March 27, 1906: Back to the UW mob…

500 students have now joined the angry mob of protestors on the UW campus. They are heading down Francis Street, toward the Mendota Lake house of famed historian and Wisconsin native, Frederick Jackson Turner, who’s leading the faculty charge to rid the campus of football. The crowd continues to chant, “DEATH TO FACULTY!”, as they march.

The new rules committee that was formed in New York three months before, along with the sweeping rule changes enacted for the 1906 season, weren’t enough to convince Turner and other professors on the UW campus, that football was going to be any safer going forward.

Faculty at Wisconsin were well-aware of the problems stemming from football on the field, but their biggest concerns went beyond serious injuries. The “dirty money” coming in from this new sport made many faculty members nervous, especially when it was used to float other sports.

Here’s how the front page of the Wisconsin State Journal read on March 28, 1906.

Football will be abolished at the University of Wisconsin if the recommendation of the faculty committee read before a joint meeting of the faculty and students Thursday is adopted by the general faculty meeting on the return of President Van Hise from the Pacific coast on April 1.

Track athletics, crew work and baseball will not be abolished but they must be self-supporting. The crew must be supported by subscription

Two distinct recommendations were read by Dean Birge. The first was that the western conference rules be adopted and the second was that no football games be scheduled for next fall. It is said that Dean Birge and other members of the faculty who have championed the cause of football up to the present time have been led astray by other members of the faculty who have determined that the game must go.

This action on football is not final but it is felt that the faculty will adopt the resolutions of the committee.

Wisconsin State Journal (3/28/1906 – Pg 1)

Brink of elimination

By the end of March 1906, football was clearly on the brink of being eliminated at the University of Wisconsin, but many students and faculty on campus weren’t happy about it.

On April 4, 1906 nearly every UW student and most faculty members on campus signed a petition in a last-ditch effort to save football… and it worked. On April 6, 1906, the University of Wisconsin made a decision.

The school would work with its rivals to cancel all of its “championship (rivalry) games”, for the 1906 season. That included games against Michigan, Chicago and Minnesota. If those contracts could not be voided, then the University of Wisconsin was ready to cease all football activities. If Michigan, Chicago and Minnesota complied… the Wisconsin football season would be saved, but wouldn’t include rivalry games.
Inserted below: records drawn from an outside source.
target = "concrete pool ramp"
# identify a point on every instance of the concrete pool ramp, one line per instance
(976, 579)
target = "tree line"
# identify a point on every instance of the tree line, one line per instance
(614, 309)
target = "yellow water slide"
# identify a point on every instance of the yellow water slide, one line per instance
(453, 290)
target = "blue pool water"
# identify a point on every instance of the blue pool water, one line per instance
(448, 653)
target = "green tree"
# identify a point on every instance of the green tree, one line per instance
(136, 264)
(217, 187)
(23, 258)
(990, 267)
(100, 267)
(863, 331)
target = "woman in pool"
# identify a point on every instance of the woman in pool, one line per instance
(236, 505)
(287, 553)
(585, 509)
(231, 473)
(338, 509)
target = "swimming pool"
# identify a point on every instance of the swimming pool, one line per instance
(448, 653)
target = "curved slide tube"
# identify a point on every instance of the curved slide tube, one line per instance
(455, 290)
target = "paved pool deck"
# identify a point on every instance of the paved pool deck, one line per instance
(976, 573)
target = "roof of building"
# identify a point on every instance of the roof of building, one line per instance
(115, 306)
Here’s the “bulletin” given by the University of Wisconsin, to all major newspapers around the midwest, when it announced plans to abandon its football rivalry games in 1906.

I found the bulletin posted in the April 7, 1906 edition of the Minneapolis Star Tribune and the April 6, 1906 editions of the Minneapolis Journal and Wisconsin State Journal.


“The faculty of the University of Wisconsin decided to negotiate with the universities of Chicago, Michigan and Minnesota with a view to the suspension for next year of intercollegiate football between the University of Wisconsin and three institutions.

“If such suspension cannot be accomplished, it was decided that no intercollegiate football be played by the University of Wisconsin next year.

“This action of the faculty was taken with a view of eliminating the evils due to the disproportionate emphasis upon athletics, and especially upon football, as an element in university life; to free athletics from the corruption which had appeared in football.

“In view of the fact that the most pronounced excesses and the greatest temptations to professionalism in athletics in the University of Wisconsin has appeared in connection with the hotly-contested championship games, it was determined to observe the effect of such a partial suspension for one year

“This plan will necessitate the abrogation of certain existing contracts with Minnesota and Michigan, but no doubt is entertained that these universities will be glad to co-operate with the University of Wisconsin in the experiment.

“The faculty also votes that all coaching football, baseball and track athletics shall be done only by members of the faculty engaged for the entire year.”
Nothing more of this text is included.